Here we see there are a lot of variables here, including many census-level variables from the 1990 census. Forexample, POP1990 is the 1990 decennial population for each census tract in New Haven. In your lab assignment belowyou will load this data into R, plot some variables, and get the descriptive statistics for one of the variables.

3.6 Lab 1 Assignment

This lab assignment is worth 10 points.

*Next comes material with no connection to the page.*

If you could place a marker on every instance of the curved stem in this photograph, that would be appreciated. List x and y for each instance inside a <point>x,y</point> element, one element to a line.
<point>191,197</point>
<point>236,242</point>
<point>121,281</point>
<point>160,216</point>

Follow the instructions below.

  1. Use read_csv to load the file usa_arrests.csv into R
    • Use the function summary on one of the variables
    • Report the mean, median, minimum and maximum values for that variable
  2. Use st_read to load the shapefile new_haven.shp into R
    • Use the plot function to plot the shapefile
    • Save and export your plot as a image
    • Use the function summary on one of the variables
    • Report the mean value for that variable
Chapter 3 Lab 1 - Getting Started with R | Crime Mapping and Analysis (2024)

References

Top Articles
Latest Posts
Article information

Author: Rubie Ullrich

Last Updated:

Views: 6329

Rating: 4.1 / 5 (52 voted)

Reviews: 83% of readers found this page helpful

Author information

Name: Rubie Ullrich

Birthday: 1998-02-02

Address: 743 Stoltenberg Center, Genovevaville, NJ 59925-3119

Phone: +2202978377583

Job: Administration Engineer

Hobby: Surfing, Sailing, Listening to music, Web surfing, Kitesurfing, Geocaching, Backpacking

Introduction: My name is Rubie Ullrich, I am a enthusiastic, perfect, tender, vivacious, talented, famous, delightful person who loves writing and wants to share my knowledge and understanding with you.